As for Trixie Dashwood, former Lady of the royal regime, now enmeshed within the Demi-Mondians white supremacist version of the Third Reich (the ForthRight as it's called) she's constantly in danger. Trixie is a hard-headed and hard-hearted young-woman. Between her, Ella and Norma three different types of woman are portrayed (seductress/rescuer, wimp/whiner/rescuee, cold/closed off) and I didn't love a single one. Trixie is just too much: too much anger, too much selfishness, too much action and no thought. Ella, by far comes the closest, but in this world of EXTREME character arcs, she remains far from a favorite. SPOILER AHEAD STOP NOW! Ella's development from "jad" singer to rescuer to Messiah? Really? I can't say I predicted that at all, but that's a risky and inventive move to take for a (female) character. END SPOILER. I can buy Trixie's revolutionary bent, but her abrupt and entirely unreal switch from proto-RaTionalist Lady to Commander of a militia? In days? With Trixie "[knowing] exactly what had to be done" for an entire military camp? I. Do. Not. Think. So. I call shenanigans, Mr. Rees. That is too far-fetched for a steampunk alternate reality inside a computer with murderous villains from across the ages. But even there, Trixie's evolution does not stop. Slight spoiler ahead: her eventual (and honestly, quite disheartening), bloodthirsty command turns her into something murderous and terrible, something not very far from the SS themselves. Rees does a subtle but effective job of pointing out that fighting fire with fire will sometimes turn you into what you fight. I had to admit that besides a certain charming, scheming Russkie named Maykov, it was the side, bit-players that I enjoyed the most: Louffie, Roza (LOVED HER), Dabrowski. I also quite liked Trixie's sneaky but smart father, the former Baron Dashwood and wished he'd had a bit more time to operate on the page/within the Demi-Monde itself. He sadly was the most underutilized of all the players.

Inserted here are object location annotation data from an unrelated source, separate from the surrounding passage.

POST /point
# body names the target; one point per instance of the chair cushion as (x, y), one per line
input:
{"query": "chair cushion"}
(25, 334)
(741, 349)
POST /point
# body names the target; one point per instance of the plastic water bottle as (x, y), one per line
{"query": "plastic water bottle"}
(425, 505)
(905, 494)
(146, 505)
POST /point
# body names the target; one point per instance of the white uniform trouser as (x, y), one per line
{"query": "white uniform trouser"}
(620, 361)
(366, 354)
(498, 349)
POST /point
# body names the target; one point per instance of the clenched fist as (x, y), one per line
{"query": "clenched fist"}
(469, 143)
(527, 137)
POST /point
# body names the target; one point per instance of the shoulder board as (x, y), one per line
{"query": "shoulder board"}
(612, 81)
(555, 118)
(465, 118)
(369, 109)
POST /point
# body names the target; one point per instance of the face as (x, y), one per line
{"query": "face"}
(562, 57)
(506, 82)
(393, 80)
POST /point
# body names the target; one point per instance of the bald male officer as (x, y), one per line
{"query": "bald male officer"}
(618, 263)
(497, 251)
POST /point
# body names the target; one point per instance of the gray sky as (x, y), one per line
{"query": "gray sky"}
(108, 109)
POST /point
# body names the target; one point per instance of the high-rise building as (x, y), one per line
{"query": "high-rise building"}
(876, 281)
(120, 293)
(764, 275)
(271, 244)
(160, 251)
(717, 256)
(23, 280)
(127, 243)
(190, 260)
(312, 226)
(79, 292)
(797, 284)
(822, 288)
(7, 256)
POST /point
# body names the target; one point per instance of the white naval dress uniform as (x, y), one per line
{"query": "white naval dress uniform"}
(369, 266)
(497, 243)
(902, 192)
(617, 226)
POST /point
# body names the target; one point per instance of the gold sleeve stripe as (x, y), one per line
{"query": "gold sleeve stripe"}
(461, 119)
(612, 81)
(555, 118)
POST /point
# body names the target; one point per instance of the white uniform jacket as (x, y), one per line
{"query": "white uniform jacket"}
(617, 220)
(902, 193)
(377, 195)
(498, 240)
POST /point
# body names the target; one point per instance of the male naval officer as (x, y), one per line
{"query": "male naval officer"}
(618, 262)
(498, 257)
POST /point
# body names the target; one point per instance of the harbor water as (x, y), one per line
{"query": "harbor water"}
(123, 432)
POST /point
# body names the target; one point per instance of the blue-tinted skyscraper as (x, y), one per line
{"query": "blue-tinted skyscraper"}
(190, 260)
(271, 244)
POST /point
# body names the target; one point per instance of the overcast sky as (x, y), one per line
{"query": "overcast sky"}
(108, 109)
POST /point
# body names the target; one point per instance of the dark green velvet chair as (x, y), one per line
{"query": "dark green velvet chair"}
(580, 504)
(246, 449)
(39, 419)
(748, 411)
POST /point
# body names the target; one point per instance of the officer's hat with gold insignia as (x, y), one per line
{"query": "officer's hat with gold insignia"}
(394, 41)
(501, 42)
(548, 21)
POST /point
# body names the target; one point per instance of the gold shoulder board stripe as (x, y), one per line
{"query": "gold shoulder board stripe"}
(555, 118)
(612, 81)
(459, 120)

The Demi-Monde: Winter is a lot of book. With plotlines that seem to tie together seamlessly and lead to a satisfying and thoroughly original read, I can't not recommend this novel. One of those rare books where antagonists both outnumber and outclass their counterparts, this was one I both didn't want to finish while simultaneously wishing I had the sequel, The Demi-Monde: Spring, in my hands as soon as I closed the cover, metaphorically speaking. Yes, there are a lot of uncomfortable themes about race, religion, politics, women - but they're all handled with aplomb and finesse and I wasn't off-put by them. The ending doled out some much-needed information, while offering unforeseen complications, a few answers and a burning desire to read the second as soon as humanly possible.

3 comments:

  1. Thanks for the review, Jessie, and for taking the time to read the book. Much appreciated.

    The map is I too small but you can get a better look (and see how I envisage my protagonists) www.thedemi-monde.com.

    Best


    Rod

    ReplyDelete
  2. Mmmmmmmmmmmmmmmmmm...sounds awesome and I'm sad it isn't five stars awesome! Perhaps he'll tighten things up in the second book. I'm still going to try to read this. Someday.

    ReplyDelete
  3. Rod: Wow, thanks for taking the time to stop by. Not often do I hear from authors :) Can't wait for the second one!

    Audra: It is still ridiculous amounts of awesome. You should read it - and it's up on NetGalley so doooo ittttt! I'd love to read your take on it.